La VOD qui d’après tous les analystes est un secteur promis à forte croissance (revenus estimés à 111 millions de dollars en 2006 et prévus à 4 milliards de dollars en 2011 selon « Adams Media Research ») tarde cependant à trouver son public…

Les débuts de la VOD, sur Internet, ont tout d’abord été freinés par la difficulté du parcours client : les films ne pouvaient être téléchargés, payés, et regardés que sur son PC, excluant de son utilisation toutes les personnes non technophiles. Le développement ces dernières années des offres VOD présent sur les bouquets ADSL des FAI, a considérablement élargie le public: l'utilisateur peut aujourd'hui à l’aide de sa télécommande choisir son film, payer par la facture du FAI et visionner immédiatement le film sur sa télé.

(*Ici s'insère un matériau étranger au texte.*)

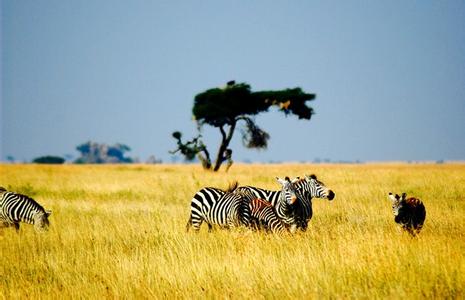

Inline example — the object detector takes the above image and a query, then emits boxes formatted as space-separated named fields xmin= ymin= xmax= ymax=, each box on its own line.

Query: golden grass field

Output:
xmin=0 ymin=164 xmax=465 ymax=299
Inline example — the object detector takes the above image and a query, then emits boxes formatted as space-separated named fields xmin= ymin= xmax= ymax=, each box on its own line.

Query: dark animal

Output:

Est ensuite apparu la difficulté pour les acteurs VOD à proposer un catalogue riche en film (hors films pour adultes …). Après une période de frigidité, les majors ont compris que la VOD était une étape incontournable dans l’évolution de la diffusion vidéo, et nous pouvons voir les blockbusters fleurir sur les portails de Video On Demand depuis peu.

Aujourd’hui ressort, outre les débats sur la chronologie des médias, la nécessité de trouver un modèle économique intéressant pour toutes les parties. Il semblerait que facturer des locations de films à 4 € comme cela est le cas aujourd’hui est un fort frein au développement de la VOD: l’institut Forrester va jusqu'à décrire le développement de la VOD payante comme « une impasse ».

Mais les initiatives de VOD gratuites financées par la publicité commencent à se développer : après Warner et Disney aux Etats-Unis - qui ont diffusés gratuitement quelques unes de leurs séries « stars » - le modèle arrive en France. Initié par quelques initiatives éparses et frileuses, comme TF1 et sa série « Le maître du Zodiaque », Allocine embraye le pas avec une volonté de continuer dans cette direction si le pilote fonctionne bien.